Expect Rs 175 level in India Glycol in about six months, says SP Tulsian, sptulsian.com.
Tulsian told CNBC-TV18, "India Glycol is the largest bio mono ethyl glycol, MEG maker in the world. Their raw material is molasses, which is a by product of the sugar mill. Because of the bumper crop seen for this sugar season, this company will have a very good time going ahead because raw material availability will be quite easy. It also makes diethyl glycol, triethyl glycol, ethylene oxide derivates and potable ethylene oxide."
He further added, "For the first nine months, it has posted a topline of Rs 1,800 crore, which has surpassed whole nine months topline of Rs 1,650 crore. PAT almost tripled in this period. Against Rs 27 crore PAT for whole of FY11, the company has posted PAT of about Rs 78 crore for these nine months. This Rs 78 crore has been evenly distributed in all three quarters. The EPS of Rs 27 for the nine months is spread equally over these three quarters, about Rs 8.80 to Rs 9 per quarter."
"Cash profit is very significant. That has almost doubled from Rs 100 crore in FY11 to about Rs 200 crore. They have also informed that the forex losses of Rs 48 crore provided by the company is likely to get reversed in fourth quarter, which will translate into an earning per share of about Rs 17. So on a PE and valuations basis, it is ruling at a PE multiple of about 4 on historic earning and on a cash EPS of 1.5."

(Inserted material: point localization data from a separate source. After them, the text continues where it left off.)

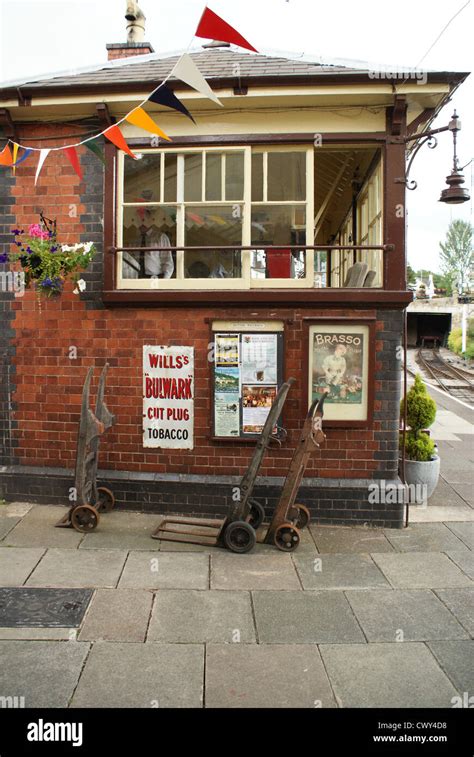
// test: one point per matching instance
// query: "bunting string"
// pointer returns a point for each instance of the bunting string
(210, 26)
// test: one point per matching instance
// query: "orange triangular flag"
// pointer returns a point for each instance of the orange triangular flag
(114, 134)
(74, 160)
(6, 157)
(140, 118)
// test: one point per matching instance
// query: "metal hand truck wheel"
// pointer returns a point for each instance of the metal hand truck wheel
(237, 531)
(289, 518)
(91, 500)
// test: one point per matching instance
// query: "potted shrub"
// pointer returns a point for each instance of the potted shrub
(421, 461)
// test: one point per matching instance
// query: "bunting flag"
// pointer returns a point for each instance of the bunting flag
(165, 96)
(6, 157)
(27, 152)
(140, 118)
(188, 72)
(93, 147)
(43, 155)
(72, 156)
(15, 155)
(212, 26)
(115, 136)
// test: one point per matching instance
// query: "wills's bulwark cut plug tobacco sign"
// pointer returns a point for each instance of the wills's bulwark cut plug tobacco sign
(168, 397)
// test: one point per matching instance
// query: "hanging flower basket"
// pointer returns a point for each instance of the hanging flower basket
(46, 263)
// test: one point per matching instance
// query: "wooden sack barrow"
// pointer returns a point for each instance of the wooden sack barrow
(237, 531)
(288, 518)
(90, 498)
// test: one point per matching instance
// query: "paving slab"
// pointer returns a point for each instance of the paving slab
(457, 475)
(189, 617)
(40, 634)
(45, 673)
(386, 675)
(457, 660)
(6, 524)
(424, 537)
(17, 509)
(461, 604)
(142, 675)
(420, 570)
(466, 491)
(273, 570)
(465, 532)
(445, 494)
(347, 571)
(404, 615)
(440, 514)
(16, 564)
(341, 539)
(464, 559)
(117, 615)
(305, 617)
(151, 570)
(73, 568)
(37, 529)
(259, 675)
(120, 530)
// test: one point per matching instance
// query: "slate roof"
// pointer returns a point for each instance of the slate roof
(216, 65)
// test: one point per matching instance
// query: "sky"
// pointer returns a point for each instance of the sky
(43, 36)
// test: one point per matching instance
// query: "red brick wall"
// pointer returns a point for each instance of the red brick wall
(49, 383)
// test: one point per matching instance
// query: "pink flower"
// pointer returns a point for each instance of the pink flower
(35, 230)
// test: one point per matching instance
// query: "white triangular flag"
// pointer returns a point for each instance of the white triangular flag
(43, 155)
(187, 71)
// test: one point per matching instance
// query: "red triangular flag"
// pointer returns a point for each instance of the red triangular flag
(114, 134)
(6, 158)
(212, 26)
(74, 160)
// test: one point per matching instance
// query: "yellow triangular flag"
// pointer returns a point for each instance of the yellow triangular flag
(15, 154)
(140, 118)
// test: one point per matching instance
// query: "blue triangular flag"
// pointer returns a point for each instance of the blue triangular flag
(165, 96)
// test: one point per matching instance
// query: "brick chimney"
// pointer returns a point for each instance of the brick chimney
(135, 35)
(128, 49)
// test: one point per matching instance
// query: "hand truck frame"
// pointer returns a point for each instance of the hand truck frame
(91, 500)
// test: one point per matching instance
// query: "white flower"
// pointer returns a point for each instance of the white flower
(81, 285)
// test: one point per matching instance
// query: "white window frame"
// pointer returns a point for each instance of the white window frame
(245, 281)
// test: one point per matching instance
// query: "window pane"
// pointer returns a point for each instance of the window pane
(213, 176)
(150, 227)
(142, 178)
(286, 176)
(234, 176)
(193, 178)
(171, 172)
(281, 225)
(257, 176)
(213, 227)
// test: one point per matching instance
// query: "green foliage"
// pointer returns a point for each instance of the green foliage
(457, 253)
(455, 341)
(419, 447)
(421, 412)
(45, 261)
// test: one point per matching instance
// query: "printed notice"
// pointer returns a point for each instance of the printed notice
(259, 359)
(256, 403)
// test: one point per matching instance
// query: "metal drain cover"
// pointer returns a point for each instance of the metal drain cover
(44, 608)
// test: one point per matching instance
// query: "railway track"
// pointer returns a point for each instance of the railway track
(456, 382)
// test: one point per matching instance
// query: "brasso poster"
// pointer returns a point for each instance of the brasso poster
(168, 397)
(339, 368)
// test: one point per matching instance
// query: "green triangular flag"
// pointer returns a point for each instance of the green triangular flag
(93, 147)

"FY13 is likely to be very good. The price of MEG has been quite bullish because of rising crude prices and that an advantage. It has a net worth of about Rs 500 crore, which translates into book value per share of about Rs 185-190 - that is historic book value because the equity base is very low. Considering all this, this is a very good stock. If one can keep a view of about six months, then a price of Rs 175 can be expected."